Duchambe - Autoridades de segurança do Tadjiquistão disseram ontem que mataram pelo menos 20 combatentes do Taleban e perderam um homem em um confronto perto da fronteira do Afeganistão. Khushnud Rakhmatullayev, porta-voz da patrulha da fronteira do Tadjiquistão, disse que os rebeldes foram mortos quando tentavam entrar na república da Ásia Central pelas provinciais setentrionais do Afeganistão, onde as forças comandadas pela Otan estão conduzindo operações contra rebeldes do Taleban.

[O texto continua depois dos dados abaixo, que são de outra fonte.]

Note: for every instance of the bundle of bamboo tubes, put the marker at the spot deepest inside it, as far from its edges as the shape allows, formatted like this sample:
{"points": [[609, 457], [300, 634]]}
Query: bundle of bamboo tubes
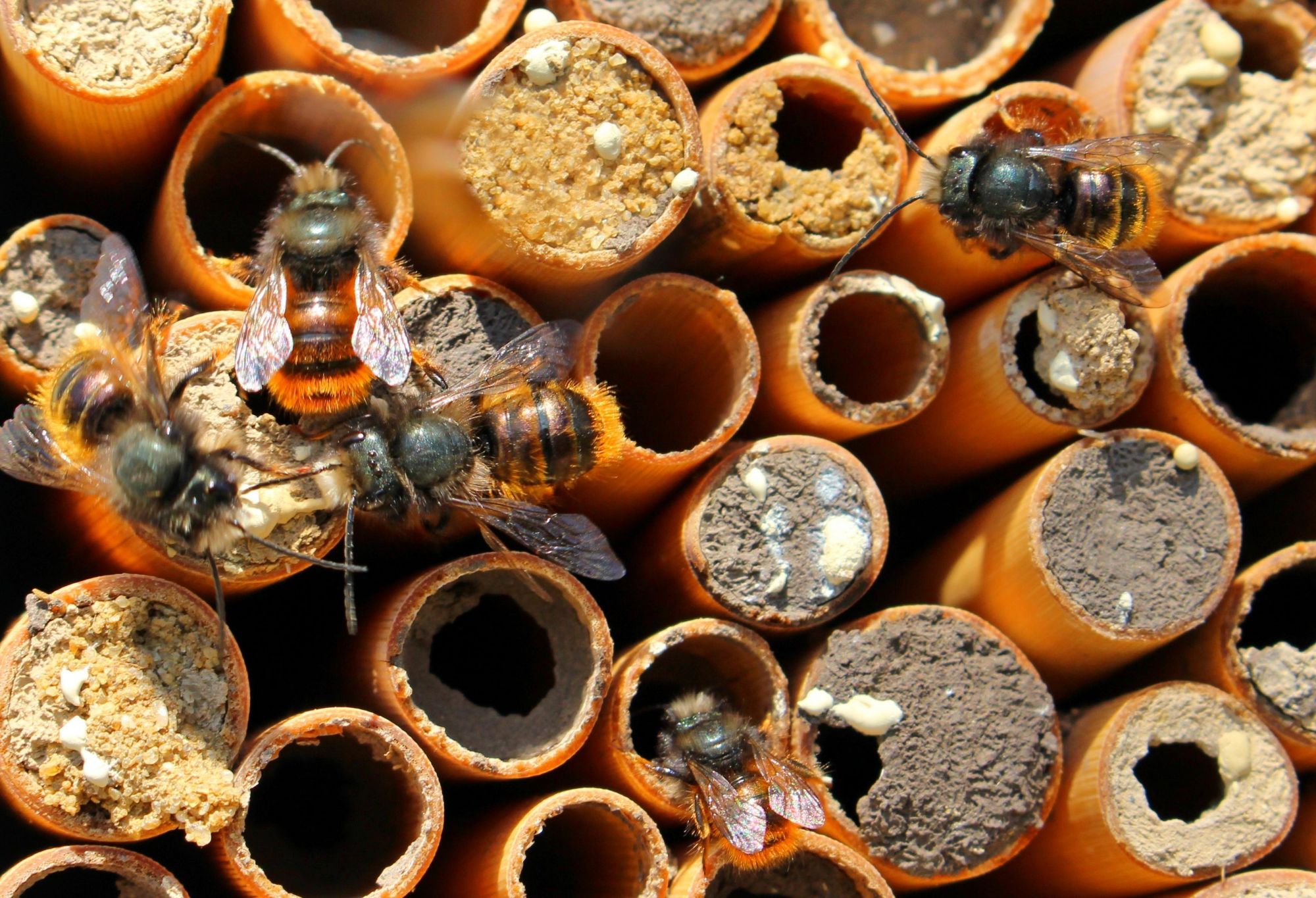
{"points": [[736, 494]]}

“Um confronto com o uso de granadas e armas automáticas teve lugar na noite de sexta-feira”, disse Rakhmatullayev. “Como resultado, um soldado morreu. Temos sete corpos de combatentes do Taliban, mas pelo menos 20 foram mortos.”
As províncias do norte do Afeganistão, que eram consideradas pacíficas, estão mais envolvidas na violência rebelde nos últimos meses.
O combate ocorreu em um rio com os rebeldes se escondendo em ilhas a cerca de 210 quilômetros a sul da capital do Tadjiquistão, Duchambe. Rakhmatullayev disse que os militantes rapidamente jogaram os corpos no rio. As forças de segurança também disseram que o número de rebeldes mortos poderia atingir 20 ou mais. “Havia 40 rebeldes e mais da metade morreu”, disse uma fonte.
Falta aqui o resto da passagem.